If anything I've written intrigues you, please take this opportunity to be bold and send me a message; I’m talking to you Ms Lurker - I'm anxious to hear from YOU.
I find an incredibly broad range of women alluring, I’m not hung up on any particular age range, race/ethnicity, body type, or relationship status/situation.
A simple "Hello" more than suffices, your respect and discretion are 100% assured.
Send me a salutation, I’ll be back in the Minneapolis area again in a few weeks, and look forward to hearing from you…
ADDENDUM
It's sad and demoralizing, although not entirely unexpected, to have to state the following so clearly and explicitly.
Ghosting is reflective of deep and pathetic character flaws I want absolutely nothing to do with.
If politely conveying that things aren’t aligning on your end and you’ve decided to move along and continue your search elsewhere is a bar too high, you’re a contributing factor in why the world is such a callous and difficult place these days.

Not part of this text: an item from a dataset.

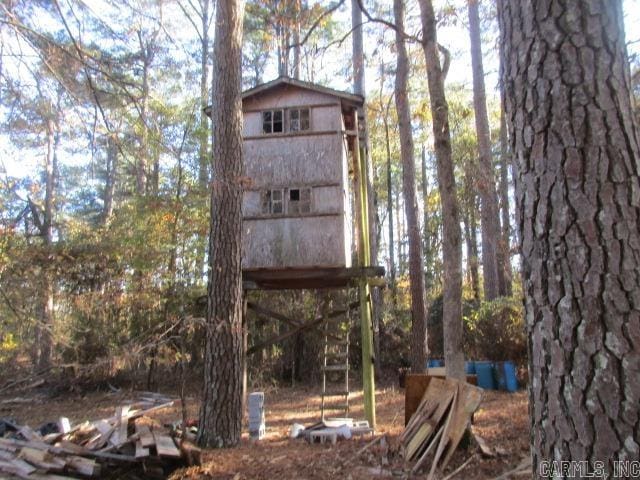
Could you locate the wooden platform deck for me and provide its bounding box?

I’m not naive, I fully expect the vast majority of connections to not lead anywhere, but have been overwhelmed by the pervasiveness of such cavalier and narcissistic conduct.
If you’re not capable or willing to say ‘Thank you, this isn’t aligning with what I’m seeking, I’m going to continue looking elsewhere, best of luck.’ then do everyone a favor and stay home; it's really the bare minimum.
To that end, if they respond poorly, by all means block them, but their immaturity doesn’t excuse or justify a lack of decency.
Have something to say, show me what makes you special.
I recognize my post is longer than most, I’ve made an effort to paint an honest and comprehensive portrait of myself, and while my tone, style, or approach may not align with how you or others may present themselves, if you lack the focus, attention span, or willingness to take a few minutes to read what I’ve written, we’re unlikely to be a good fit.
Communication is difficult, but gets easier with modest efforts; ask questions, be bold, express ideas, show me your true, authentic, and candid self.
Intellectual curiosity is an immensely rare and alluring trait.
By virtue of the fact we’re both here means the stakes are higher than average, demonstrate the inherent risk is warranted, show me why you’re worth investing time and effort in.
Despite this curmudgeonly rant, I’m actually rather gracious, generous, understanding, mindful, engaging, and more than willing and eager to engage with those my equal or greater.